On the night of Friday 18th November, 1887, during a fierce winter storm, after the traders had gone to their beds and local people had been forced inside because of heavy snowfall, a light was seen on the first floor of Cutter and Savage’s shop.
Two members of the Smithfield League, Andrew Andrews, a local Farrier, and Charles Punt, an apprentice cobbler, went to the shop to investigate.
They would be the first two men to die in an evening that claimed more than 23 lives and many houses and business premises. Members of the Smithfield League were targeted, as were old associates of Cutter and Savage who had not opposed the league. Fires were laid in several buildings which quickly spread, despite the poor weather.
Sidney Pert, one of the leaders of the League, was found decapitated on Cock Street.
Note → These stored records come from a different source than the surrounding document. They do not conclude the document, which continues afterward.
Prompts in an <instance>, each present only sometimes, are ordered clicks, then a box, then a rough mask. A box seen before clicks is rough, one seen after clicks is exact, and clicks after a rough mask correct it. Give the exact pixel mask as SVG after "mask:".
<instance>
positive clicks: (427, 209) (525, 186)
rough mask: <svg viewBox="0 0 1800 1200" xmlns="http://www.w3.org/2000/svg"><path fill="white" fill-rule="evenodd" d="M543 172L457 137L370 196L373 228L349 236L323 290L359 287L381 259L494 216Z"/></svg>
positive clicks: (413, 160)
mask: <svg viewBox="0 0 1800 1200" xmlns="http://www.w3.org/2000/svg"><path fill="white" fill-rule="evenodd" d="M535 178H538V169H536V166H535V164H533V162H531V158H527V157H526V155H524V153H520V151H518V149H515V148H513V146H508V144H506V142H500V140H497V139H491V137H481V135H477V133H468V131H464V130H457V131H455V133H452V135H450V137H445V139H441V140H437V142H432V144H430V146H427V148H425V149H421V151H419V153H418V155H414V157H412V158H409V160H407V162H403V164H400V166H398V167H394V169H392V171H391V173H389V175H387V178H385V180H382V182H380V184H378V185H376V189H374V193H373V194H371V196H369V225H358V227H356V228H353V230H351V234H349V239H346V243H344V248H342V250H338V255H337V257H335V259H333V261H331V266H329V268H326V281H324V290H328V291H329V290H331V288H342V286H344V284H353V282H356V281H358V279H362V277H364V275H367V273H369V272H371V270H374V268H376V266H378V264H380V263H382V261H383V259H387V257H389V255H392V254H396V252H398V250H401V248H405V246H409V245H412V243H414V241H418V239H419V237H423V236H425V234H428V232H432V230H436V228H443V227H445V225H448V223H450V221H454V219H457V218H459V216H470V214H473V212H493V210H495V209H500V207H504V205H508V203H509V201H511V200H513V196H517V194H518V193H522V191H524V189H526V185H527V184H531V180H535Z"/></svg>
The last sighting of William Cutter and Josiah Savage was of them in their shop, which also burnt to the ground that evening.
It was believed that they were inside when the shop went up, however, due to the large amounts of animal fats in the building, the heat being so intense that the flames were only brought under control towards mid-morning the next day.
Their remains were never discovered, although the heat of the fire was thought to have been powerful enough to destroy any evidence.
To this day, the names Cutter & Savage cause long time local residents of the Smithfield area to share stories about the two men, although these days, they are remembered with a certain amount of affection.